We began July with New York City starting to enforce its law that requires companies hiring with artificial intelligence to notify candidates, provide candidates with particular information about data collected and analyzed, and independently audit the technology. It’s all in the name of removing bias from the hiring process, which the U.S. Equal Employment Opportunity Commission has warned employers about, too.
Now, two Senators are co-sponsoring legislation they claim will “protect and empower workers by preventing employers from relying exclusively on artificial intelligence or bots to make employment decisions.”
Last week, U.S. Senators Bob Casey (D-PA) and Brian Schatz (D-HI) announced the No Robot Bosses Act of 2023. The proposed legislation is not yet available. However, there is a fact sheet.

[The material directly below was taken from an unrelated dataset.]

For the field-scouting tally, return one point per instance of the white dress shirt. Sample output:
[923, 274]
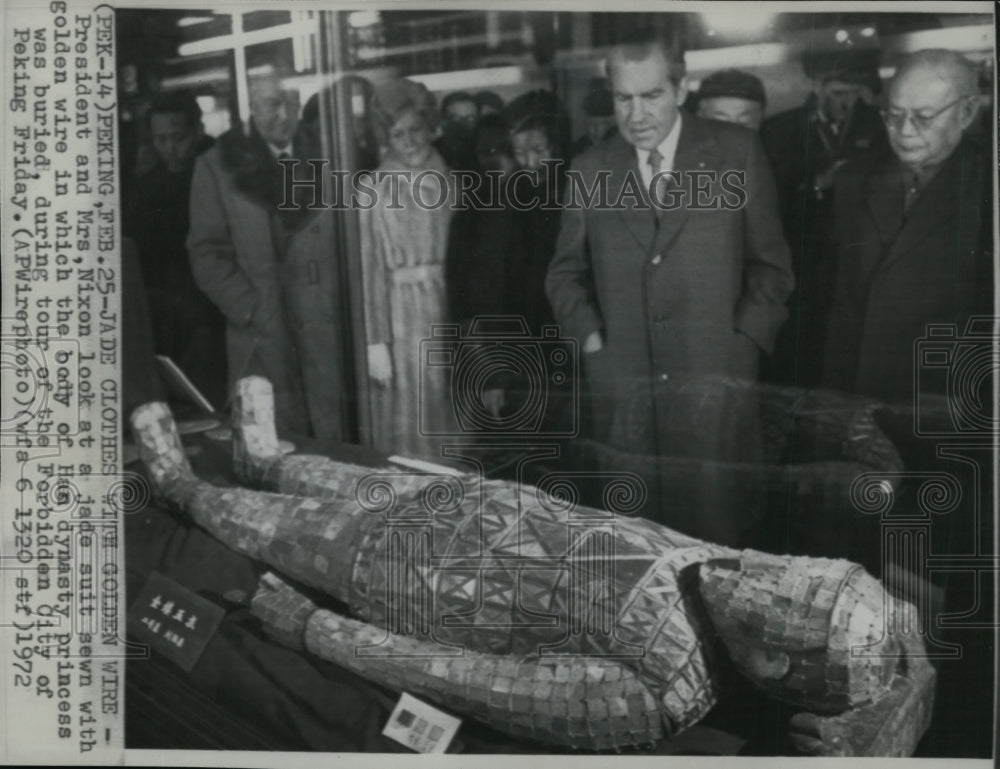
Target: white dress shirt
[668, 150]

According to the two-pager, the new bill would:
- require pre-deployment and periodic testing and validation of automated decision systems for issues such as discrimination and biases before such systems are used in employment-related decisions;
- require employers to train individuals or entities on the proper operation of automated decision systems; and
- require timely disclosures from employers on the use of automated decision systems, the data inputs to and outputs from these systems, and employee rights related to the decisions aided by these systems.

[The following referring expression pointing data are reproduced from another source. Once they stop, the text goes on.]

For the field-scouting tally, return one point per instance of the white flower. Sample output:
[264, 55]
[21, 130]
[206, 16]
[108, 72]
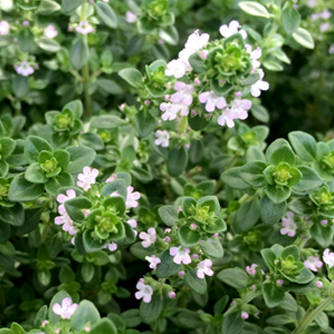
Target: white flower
[204, 268]
[131, 198]
[149, 238]
[65, 220]
[50, 31]
[145, 292]
[162, 138]
[87, 178]
[84, 28]
[231, 29]
[63, 198]
[328, 258]
[259, 85]
[212, 101]
[289, 226]
[24, 69]
[153, 260]
[180, 255]
[196, 41]
[4, 28]
[66, 309]
[251, 269]
[170, 111]
[313, 263]
[130, 17]
[183, 95]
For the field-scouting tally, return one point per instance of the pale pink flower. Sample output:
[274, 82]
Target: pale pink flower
[231, 29]
[153, 260]
[145, 292]
[130, 17]
[4, 27]
[260, 85]
[162, 138]
[244, 315]
[204, 268]
[328, 258]
[61, 198]
[24, 69]
[212, 101]
[50, 31]
[313, 263]
[181, 255]
[183, 95]
[84, 28]
[149, 238]
[87, 178]
[289, 226]
[251, 269]
[66, 310]
[170, 111]
[131, 198]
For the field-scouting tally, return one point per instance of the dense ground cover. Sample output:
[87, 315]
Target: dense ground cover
[166, 166]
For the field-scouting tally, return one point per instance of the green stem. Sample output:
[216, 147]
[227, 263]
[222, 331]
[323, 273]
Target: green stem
[183, 125]
[85, 69]
[309, 317]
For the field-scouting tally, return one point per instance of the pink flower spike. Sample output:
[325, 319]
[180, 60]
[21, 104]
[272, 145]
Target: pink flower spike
[204, 268]
[145, 292]
[66, 309]
[289, 226]
[132, 198]
[149, 238]
[153, 260]
[180, 255]
[87, 178]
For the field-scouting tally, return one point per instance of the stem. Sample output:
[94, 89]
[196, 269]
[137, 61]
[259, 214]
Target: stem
[183, 125]
[309, 317]
[85, 69]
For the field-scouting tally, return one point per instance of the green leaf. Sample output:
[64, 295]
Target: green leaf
[150, 312]
[132, 76]
[145, 123]
[233, 323]
[33, 146]
[71, 5]
[177, 161]
[106, 122]
[304, 144]
[273, 295]
[254, 8]
[198, 285]
[104, 326]
[168, 215]
[213, 247]
[81, 156]
[234, 277]
[278, 194]
[13, 216]
[86, 312]
[188, 237]
[25, 39]
[106, 14]
[167, 267]
[304, 38]
[79, 54]
[252, 173]
[290, 19]
[270, 212]
[232, 178]
[21, 190]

Employers won’t be able to rely exclusively on an automated decision system in making an employment-related decision, which I see as a solution in search of a problem – at least now. That transcends hiring to promotions, discipline, and firing. Again, I’m unaware of any companies that use artificial intelligence to enforce work rules AND terminate employees. But, if consistency is something for which employers strive to avoid the perception of preferential treatment based on a protected class characteristic, I’m not sure what tenable discrimination claim could arise out of an AI-driven termination decision.
But I understand the rationale for the hiring safeguards. Title VII of the Civil Rights Act of 1964 generally prohibits employers from using neutral tests or selection procedures that disproportionately exclude persons based on certain protected classes, such as race and sex, if they are not job-related and consistent with business necessity. It’s called disparate impact. For example, a poorly programmed algorithm could disproportionately screen out certain protected classes with employment gaps.

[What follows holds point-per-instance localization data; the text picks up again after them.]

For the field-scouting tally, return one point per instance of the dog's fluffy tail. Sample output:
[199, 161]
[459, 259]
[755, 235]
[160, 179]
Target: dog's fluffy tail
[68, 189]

So, the No Robot Bosses Act will force employers to provide independent, human oversight of automated decision system outputs before using the outputs to aid an employment-related decision. Redundant? Maybe. Or perhaps it’s just routine for now until the technology improves.
The fact sheet does not identify the penalties for noncompliance. But the co-sponsors anticipate that the U.S. Department of Labor will establish a Technology and Worker Protection Division to enforce the law.
I’ll continue to keep you updated on the status of the bill.